Starring: Jennifer Lopez, Ryan Guzman, Kristin Chenoweth
Directed by: Rob Cohen (“Alex Cross”)
Written by: Barbara Curry (debut)

There’s comes a point in the psychological thriller “The Boy Next Door” where one could almost argue that director Rob Cohen (“Alex Cross,” “Stealth”) and first-time screenwriter Barbara Curry had to have known what a terrible movie they created and were simply milking its awfulness as an ironic way to try and save face. How many awkwardly unfunny double entendres can you cram into a screenplay before it feels like a British spy parody, anyway? That instant quickly comes and goes when you realize everyone involved is taking their contribution on the project much too serious. It wouldn’t be surprising if Cohen and company honestly thought they were making the next “Cape Fear.” Whether that generates even more possibilities for unintended laughter depends solely on how much you enjoy watching actress Jennifer Lopez steer her newest vehicle into a brick wall. It’s not a pretty sight, but don’t feel bad if you giggle.

In “The Boy Next Door,” Lopez stars as Claire Peterson, a high school teacher who gets in over her head when she gives into temptation and has sex with her neighbor’s teenage nephew Noah Sandborn (Ryan Guzman). Things get complicating when Claire tells Noah their affair was a mistake, which immediately flips Noah’s psychotic switch on its highest level and causes him to start stalking Claire and threatening her with some damning evidence that would surely get her fired. With everyone fooled by Noah’s boy-next-door M.O., including Claire’s vulnerable son Kevin (Ian Nelson) and her cheating husband Garrett (John Corbett), Claire must find a way to distance herself from the creeper before he destroys her career, family and life.

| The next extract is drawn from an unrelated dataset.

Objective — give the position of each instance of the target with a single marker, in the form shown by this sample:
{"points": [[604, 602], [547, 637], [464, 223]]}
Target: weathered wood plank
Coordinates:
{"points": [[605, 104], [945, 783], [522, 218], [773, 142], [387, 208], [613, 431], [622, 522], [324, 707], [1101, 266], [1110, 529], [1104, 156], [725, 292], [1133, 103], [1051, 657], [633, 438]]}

With a depressingly long losing streak that arguably spans back at least 17 years, Lopez is not doing herself any favors by listening to whoever has been helping guide her movie career during this time. The paycheck is always going to be there for her, especially since she is one of the only major Latina celebrities who has been able to cross over to mainstream Hollywood with ease, but it’s a shame that she can’t see past that and find a role with substance. “The Boy Next Door” is offensively unoriginal and written with zero imagination or character depth. We’re not talking “Gigli” levels here, but it’s close.